- Born: July 5, 1921 Kiev, Ukrainian Soviet Socialist Republic, Soviet Union
- Died: August 14, 2014 (aged 93)
- Employer: University of California, Berkeley
- Known for: Introduction of the terms "second economy" and "command economy"

Academic background
- Education: University of California, Berkeley (BA) Harvard University (PhD)

Academic work
- Discipline: Soviet economy, command economy, informal economy
- Awards: Lifetime Achievement Award, Association for Slavic, East European, and Eurasian Studies (1991)

= Gregory Grossman =

American economist

Gregory Grossman (July 5, 1921, Kiev – August 14, 2014) was the professor emeritus at UC Berkeley and an authority on the economy of the Soviet Union. He is credited with the introduction of the terms "second economy" and "command economy".

He received his undergraduate degree in economics from Berkeley in 1942 and his Ph.D. in economics from Harvard University in 1952. He spent his entire career, 1952–1993, at Berkeley.

He received the lifetime achievement award from the American Association for the Advancement of Slavic Studies in 1991.

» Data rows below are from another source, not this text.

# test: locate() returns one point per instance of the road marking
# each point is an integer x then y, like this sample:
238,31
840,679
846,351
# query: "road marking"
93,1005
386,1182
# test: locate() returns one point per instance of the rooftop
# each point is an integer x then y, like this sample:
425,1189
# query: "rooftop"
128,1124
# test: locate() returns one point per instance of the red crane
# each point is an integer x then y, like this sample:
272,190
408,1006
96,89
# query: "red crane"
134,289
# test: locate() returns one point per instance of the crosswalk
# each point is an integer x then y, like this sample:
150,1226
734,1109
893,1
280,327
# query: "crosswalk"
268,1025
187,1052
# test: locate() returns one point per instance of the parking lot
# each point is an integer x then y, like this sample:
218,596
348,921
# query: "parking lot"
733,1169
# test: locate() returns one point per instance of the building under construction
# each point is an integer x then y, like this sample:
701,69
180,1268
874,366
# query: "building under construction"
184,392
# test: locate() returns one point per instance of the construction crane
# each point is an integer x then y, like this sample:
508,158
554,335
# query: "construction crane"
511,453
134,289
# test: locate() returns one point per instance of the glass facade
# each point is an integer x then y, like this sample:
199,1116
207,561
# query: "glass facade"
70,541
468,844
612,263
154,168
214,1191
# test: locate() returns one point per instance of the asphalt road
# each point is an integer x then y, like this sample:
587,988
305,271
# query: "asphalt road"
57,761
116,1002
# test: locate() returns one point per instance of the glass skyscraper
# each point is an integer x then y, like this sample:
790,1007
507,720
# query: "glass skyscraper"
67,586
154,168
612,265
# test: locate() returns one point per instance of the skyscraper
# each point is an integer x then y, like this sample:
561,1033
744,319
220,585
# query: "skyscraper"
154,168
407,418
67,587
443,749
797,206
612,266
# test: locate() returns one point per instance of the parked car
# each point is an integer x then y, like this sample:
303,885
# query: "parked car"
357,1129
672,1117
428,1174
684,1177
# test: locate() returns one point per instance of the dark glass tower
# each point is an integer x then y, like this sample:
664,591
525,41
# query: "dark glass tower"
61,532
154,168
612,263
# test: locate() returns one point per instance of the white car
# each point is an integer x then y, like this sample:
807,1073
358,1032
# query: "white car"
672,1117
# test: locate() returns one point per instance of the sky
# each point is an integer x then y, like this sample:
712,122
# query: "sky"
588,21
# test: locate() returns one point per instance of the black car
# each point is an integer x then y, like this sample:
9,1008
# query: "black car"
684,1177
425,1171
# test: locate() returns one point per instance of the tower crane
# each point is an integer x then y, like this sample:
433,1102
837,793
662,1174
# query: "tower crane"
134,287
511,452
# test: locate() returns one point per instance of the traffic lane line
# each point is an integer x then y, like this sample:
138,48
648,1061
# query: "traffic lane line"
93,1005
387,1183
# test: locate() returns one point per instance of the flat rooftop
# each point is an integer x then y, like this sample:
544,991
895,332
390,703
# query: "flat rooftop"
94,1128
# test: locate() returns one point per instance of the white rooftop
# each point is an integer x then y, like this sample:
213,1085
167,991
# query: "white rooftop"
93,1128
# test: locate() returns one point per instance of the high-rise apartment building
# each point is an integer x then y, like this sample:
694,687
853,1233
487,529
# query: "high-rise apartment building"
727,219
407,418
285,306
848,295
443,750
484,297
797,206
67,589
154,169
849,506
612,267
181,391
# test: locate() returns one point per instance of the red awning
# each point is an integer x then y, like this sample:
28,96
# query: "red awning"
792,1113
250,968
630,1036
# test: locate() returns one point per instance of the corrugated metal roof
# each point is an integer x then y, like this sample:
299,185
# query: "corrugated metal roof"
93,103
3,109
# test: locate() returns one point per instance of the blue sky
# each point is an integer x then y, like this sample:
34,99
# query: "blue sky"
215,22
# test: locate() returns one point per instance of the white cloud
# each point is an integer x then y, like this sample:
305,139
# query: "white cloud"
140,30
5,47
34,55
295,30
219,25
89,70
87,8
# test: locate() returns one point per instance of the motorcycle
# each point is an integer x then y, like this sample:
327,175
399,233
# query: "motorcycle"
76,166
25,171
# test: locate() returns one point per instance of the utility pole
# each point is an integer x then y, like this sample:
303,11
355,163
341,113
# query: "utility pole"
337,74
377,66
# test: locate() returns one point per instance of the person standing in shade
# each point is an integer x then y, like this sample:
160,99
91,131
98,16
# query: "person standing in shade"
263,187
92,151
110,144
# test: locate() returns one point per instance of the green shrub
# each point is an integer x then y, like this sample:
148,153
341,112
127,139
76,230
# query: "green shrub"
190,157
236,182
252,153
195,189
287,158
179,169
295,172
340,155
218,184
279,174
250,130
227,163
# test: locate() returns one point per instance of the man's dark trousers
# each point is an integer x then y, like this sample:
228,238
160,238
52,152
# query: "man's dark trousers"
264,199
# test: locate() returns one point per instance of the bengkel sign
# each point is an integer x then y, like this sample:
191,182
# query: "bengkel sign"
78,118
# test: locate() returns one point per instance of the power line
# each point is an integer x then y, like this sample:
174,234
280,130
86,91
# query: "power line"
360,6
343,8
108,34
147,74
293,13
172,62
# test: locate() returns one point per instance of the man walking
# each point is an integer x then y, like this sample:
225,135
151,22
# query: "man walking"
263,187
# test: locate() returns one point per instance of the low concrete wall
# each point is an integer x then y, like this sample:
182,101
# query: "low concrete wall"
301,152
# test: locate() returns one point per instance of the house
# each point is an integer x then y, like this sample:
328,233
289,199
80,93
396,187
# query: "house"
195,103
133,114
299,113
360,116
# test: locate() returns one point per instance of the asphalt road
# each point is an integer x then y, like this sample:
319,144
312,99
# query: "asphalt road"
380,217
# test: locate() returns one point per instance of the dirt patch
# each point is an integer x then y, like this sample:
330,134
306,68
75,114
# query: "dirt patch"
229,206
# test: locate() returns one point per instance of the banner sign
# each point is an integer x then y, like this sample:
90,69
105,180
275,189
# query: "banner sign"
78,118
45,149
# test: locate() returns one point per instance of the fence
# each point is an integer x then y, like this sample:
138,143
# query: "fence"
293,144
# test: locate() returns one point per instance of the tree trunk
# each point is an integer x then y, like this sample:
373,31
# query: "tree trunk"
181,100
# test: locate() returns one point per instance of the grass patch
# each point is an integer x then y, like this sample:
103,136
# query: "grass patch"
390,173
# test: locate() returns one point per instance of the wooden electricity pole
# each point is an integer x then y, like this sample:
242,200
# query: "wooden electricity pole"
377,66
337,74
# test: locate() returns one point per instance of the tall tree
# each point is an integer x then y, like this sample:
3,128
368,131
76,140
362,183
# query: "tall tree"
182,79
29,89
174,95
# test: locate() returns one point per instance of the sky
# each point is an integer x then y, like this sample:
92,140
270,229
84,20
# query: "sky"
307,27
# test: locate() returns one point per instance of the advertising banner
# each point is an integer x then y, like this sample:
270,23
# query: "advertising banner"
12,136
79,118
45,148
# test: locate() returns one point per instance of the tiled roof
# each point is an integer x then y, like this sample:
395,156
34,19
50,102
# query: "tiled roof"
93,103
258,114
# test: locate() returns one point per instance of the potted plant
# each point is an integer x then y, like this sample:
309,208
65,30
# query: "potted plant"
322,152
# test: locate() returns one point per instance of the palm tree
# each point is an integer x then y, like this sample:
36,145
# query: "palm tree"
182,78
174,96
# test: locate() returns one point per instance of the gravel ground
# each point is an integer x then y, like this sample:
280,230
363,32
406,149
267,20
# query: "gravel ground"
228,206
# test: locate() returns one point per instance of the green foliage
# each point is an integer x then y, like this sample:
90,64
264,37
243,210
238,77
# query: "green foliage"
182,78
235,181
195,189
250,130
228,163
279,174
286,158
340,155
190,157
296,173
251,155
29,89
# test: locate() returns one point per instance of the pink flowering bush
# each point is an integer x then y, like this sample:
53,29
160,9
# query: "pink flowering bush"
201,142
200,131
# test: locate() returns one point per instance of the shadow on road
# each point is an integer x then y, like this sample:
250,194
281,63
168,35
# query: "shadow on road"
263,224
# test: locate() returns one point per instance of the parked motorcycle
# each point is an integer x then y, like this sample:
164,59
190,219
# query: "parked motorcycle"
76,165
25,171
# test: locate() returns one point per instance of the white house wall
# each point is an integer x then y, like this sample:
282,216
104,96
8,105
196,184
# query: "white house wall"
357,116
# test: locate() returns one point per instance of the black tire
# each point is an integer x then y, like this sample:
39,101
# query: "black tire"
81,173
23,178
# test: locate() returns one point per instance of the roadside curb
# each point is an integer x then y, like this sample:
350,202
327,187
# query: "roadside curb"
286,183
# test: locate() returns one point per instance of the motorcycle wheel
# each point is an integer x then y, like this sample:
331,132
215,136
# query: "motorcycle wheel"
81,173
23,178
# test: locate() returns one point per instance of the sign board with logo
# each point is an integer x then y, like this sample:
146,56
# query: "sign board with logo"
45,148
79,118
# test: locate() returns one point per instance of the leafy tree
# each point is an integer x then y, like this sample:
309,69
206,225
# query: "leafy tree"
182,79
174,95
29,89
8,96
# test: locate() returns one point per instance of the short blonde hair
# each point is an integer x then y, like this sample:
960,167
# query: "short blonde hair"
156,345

The term "command economy" was introduced in his seminal 1963 article Notes for a Theory of the Command Economy. The term "second economy" was introduced in his another article, The Second Economy of the USSR (1977).

He supervised the English translation by Arthur and Claora Levin of The Russian Factory in the Nineteenth Century the PhD thesis of the Legal Marxist Mikhail Tugan Baranovsky first published in Russian in 1898. The English edition was published in 1970.

==Publications==
- Grossman, G. 1963: Notes for a theory of the Command Economy. Soviet Studies XV(2): 101–123.
- Grossman, G. 1976?: Economic Systems (translated into Dutch as Economische stelsels, 1976)
- Grossman, G. 1977: The second economy of the USSR. Problems of Communism. September—October; reprinted in: Tanzi, V (ed), The Underground Economy in the United States and Abroad, Lexington: Lexington, MA.